Przemawiając na włoskiej targach Interpoma w zeszłym tygodniu, prezes Światowego Stowarzyszenia Jabłek i Gruszek (WAPA) Dominik Woźniak powiedział, że sytuacja plantatorów i eksporterów w jego rodzinnym kraju jest niezwykle trudna.
Głównymi czynnikami, które miały na to wpływ, był brak pracowników sezonowych z Ukrainy oraz wzrost kosztów produkcji.
Dominik Woźniak zauważył, że trudności w Polsce, z jakimi borykali się producenci w ostatnich miesiącach, są podobne do problemów, które dotknęły inne kraje europejskie, np. wzrost logistyki, koszty energii, agrochemikaliów i nawozów.
Wielu pracowników sezonowych w Polsce to Ukraińcy, którzy w związku z wydarzeniami na Ukrainie nie mogli uczestniczyć w żniwach.

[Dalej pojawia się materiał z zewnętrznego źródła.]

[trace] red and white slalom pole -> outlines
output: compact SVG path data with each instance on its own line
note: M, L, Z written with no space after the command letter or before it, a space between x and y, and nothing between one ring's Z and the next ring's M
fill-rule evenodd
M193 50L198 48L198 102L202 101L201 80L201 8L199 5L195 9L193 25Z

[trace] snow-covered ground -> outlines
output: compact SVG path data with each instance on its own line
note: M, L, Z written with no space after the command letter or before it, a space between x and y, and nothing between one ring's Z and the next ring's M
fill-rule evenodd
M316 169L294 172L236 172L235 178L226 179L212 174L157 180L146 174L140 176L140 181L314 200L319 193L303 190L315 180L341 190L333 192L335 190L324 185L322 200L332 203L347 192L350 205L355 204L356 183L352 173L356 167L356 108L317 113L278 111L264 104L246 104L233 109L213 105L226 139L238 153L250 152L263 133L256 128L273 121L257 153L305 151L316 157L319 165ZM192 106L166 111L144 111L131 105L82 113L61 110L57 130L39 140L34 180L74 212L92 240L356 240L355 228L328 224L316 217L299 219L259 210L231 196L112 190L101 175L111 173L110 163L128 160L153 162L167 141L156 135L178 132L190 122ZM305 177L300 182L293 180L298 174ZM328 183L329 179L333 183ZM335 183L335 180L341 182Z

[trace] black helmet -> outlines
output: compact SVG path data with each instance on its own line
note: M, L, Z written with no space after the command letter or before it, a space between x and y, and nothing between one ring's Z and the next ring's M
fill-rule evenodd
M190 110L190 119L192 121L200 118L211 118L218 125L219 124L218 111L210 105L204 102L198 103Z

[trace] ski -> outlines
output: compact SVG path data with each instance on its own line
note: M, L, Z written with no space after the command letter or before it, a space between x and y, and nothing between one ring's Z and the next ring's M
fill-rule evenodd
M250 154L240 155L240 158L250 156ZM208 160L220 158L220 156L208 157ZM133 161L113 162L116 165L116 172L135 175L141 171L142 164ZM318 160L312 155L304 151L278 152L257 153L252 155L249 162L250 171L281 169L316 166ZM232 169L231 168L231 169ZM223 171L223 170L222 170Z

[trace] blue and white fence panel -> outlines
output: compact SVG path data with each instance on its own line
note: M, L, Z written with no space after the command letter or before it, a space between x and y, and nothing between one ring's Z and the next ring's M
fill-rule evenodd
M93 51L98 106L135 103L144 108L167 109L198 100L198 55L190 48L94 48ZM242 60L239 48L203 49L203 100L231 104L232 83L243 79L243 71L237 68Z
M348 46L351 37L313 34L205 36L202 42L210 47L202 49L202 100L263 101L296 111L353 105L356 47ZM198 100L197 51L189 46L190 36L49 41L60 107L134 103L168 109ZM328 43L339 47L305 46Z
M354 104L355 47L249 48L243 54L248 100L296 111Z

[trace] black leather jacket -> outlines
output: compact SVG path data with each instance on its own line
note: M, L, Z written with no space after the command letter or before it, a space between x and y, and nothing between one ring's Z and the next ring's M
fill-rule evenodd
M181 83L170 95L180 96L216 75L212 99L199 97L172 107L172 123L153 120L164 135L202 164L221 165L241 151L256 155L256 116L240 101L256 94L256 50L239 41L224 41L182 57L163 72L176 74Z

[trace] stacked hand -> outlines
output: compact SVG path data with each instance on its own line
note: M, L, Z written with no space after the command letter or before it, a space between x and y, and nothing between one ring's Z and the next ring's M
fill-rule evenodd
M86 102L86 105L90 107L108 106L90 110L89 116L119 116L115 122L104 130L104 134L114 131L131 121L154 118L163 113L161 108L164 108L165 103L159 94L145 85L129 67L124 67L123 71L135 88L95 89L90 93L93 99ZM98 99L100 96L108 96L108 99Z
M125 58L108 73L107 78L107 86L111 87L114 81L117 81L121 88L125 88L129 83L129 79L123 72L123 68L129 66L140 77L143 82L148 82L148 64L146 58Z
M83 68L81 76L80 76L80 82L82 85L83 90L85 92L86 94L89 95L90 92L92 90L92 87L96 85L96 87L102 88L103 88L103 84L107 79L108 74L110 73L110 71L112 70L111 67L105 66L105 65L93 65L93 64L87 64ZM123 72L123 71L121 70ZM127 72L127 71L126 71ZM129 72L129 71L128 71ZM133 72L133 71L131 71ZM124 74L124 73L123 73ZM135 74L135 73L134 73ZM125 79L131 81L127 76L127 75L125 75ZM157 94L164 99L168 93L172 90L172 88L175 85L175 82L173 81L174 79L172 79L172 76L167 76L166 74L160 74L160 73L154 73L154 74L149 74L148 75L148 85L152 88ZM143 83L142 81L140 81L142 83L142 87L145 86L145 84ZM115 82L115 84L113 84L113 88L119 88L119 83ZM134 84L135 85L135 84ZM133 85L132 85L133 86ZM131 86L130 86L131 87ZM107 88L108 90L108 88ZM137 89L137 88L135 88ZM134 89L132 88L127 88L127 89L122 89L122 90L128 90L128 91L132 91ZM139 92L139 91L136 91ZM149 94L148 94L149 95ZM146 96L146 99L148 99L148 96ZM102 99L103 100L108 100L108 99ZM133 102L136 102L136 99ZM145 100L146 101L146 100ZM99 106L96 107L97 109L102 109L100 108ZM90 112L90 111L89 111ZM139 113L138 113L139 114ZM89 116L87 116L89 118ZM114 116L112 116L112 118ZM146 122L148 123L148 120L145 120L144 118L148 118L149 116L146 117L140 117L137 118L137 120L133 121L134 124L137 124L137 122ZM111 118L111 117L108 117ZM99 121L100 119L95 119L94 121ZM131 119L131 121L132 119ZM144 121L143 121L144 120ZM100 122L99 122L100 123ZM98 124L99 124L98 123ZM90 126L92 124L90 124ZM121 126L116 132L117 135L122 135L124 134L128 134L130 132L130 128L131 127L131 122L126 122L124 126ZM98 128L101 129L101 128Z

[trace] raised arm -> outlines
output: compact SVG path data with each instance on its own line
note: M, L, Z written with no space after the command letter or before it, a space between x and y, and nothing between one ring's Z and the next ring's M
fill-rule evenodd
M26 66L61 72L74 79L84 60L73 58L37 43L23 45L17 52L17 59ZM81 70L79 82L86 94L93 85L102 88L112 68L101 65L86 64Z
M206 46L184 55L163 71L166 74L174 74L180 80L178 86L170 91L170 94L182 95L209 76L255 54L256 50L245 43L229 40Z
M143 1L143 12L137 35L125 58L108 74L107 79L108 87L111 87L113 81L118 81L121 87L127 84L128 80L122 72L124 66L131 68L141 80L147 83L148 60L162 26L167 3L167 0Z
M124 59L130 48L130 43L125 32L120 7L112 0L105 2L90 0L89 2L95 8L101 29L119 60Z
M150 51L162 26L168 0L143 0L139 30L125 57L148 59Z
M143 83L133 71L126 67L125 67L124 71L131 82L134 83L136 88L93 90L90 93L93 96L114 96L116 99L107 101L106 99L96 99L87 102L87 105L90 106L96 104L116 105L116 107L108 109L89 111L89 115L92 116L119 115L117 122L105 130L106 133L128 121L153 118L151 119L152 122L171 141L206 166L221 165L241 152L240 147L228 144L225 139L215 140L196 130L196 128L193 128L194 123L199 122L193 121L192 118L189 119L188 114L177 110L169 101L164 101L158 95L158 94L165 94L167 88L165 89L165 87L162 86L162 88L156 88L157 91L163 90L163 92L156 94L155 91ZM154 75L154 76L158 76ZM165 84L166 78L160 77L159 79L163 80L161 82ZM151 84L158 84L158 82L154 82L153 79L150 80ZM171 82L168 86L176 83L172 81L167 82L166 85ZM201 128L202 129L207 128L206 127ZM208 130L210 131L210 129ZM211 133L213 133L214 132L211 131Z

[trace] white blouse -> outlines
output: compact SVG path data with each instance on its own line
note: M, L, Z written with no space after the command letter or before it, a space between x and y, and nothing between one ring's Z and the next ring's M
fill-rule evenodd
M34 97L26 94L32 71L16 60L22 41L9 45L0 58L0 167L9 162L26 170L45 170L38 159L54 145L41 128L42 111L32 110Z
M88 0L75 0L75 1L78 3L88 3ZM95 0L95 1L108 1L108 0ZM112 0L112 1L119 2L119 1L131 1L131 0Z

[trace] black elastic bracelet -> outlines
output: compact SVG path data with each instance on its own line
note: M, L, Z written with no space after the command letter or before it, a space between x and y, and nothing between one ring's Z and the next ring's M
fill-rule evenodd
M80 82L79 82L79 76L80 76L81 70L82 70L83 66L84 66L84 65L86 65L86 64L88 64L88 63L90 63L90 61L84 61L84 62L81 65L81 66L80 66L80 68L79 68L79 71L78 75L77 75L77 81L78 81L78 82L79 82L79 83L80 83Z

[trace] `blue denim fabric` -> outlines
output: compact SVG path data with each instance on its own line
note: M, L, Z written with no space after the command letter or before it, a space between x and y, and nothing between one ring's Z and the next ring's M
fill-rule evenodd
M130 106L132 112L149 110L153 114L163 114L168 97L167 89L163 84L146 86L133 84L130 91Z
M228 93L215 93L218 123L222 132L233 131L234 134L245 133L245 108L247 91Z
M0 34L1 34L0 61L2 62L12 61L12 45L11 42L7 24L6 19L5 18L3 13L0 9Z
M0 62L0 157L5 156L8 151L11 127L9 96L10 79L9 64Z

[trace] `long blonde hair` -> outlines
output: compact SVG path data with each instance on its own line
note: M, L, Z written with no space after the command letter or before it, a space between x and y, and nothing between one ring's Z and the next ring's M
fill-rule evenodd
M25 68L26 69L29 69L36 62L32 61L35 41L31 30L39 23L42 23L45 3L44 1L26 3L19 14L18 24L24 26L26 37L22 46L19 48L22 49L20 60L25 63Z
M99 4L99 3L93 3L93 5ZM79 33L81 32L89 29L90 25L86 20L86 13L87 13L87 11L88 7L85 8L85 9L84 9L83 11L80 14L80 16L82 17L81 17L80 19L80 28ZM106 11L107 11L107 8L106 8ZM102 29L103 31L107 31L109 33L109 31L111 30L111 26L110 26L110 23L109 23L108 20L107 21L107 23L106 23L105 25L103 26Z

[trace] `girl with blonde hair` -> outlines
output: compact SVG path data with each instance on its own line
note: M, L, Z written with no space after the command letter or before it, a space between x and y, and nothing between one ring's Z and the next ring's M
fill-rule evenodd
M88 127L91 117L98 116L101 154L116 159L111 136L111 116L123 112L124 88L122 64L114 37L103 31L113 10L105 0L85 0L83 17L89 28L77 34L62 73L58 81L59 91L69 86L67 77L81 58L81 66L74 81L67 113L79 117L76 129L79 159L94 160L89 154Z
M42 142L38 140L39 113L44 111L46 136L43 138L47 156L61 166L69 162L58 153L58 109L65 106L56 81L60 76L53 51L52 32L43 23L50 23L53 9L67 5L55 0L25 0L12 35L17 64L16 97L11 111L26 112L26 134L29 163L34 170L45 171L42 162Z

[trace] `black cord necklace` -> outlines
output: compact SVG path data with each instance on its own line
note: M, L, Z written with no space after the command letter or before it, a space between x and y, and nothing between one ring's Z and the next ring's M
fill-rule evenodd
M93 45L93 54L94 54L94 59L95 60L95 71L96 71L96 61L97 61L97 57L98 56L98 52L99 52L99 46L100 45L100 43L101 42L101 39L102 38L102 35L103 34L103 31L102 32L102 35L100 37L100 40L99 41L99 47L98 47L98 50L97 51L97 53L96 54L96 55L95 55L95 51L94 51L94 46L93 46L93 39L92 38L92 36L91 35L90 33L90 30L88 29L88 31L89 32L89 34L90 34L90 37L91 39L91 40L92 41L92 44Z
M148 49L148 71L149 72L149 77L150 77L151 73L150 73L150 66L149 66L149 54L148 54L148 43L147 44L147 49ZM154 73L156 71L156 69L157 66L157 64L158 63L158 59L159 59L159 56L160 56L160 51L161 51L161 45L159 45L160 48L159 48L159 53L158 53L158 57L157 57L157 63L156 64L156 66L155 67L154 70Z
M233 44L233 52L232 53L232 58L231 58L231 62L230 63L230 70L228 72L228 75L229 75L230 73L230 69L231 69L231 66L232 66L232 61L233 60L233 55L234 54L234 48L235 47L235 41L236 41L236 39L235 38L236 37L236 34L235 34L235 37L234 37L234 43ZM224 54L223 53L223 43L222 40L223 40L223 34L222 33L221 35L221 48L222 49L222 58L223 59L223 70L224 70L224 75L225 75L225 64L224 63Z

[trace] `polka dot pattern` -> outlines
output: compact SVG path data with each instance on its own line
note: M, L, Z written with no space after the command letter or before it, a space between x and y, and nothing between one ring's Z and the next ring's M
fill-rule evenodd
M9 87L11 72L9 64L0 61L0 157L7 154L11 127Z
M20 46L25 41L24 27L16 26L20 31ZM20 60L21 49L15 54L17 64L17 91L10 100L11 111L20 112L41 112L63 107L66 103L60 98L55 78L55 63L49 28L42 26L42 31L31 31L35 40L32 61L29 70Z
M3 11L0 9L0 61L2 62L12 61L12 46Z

Oprócz tych trudności, wielu producentów zdecydowało się na wysyłkę jabłek bezpośrednio do przetwórstwa w zamian za niskie ceny, zamiast ponosić koszty ich przechowywania w chłodniach przez kilka kolejnych miesięcy.
Według WAPA łączne zbiory jabłek w Unii Europejskiej w sezonie 2022/23 wyniosą 12.2 mln ton. Najwięcej zbierze Polska – 4.75 mln ton, następnie Włochy i Francja – odpowiednio 2.05 mln ton i 1.39 mln ton.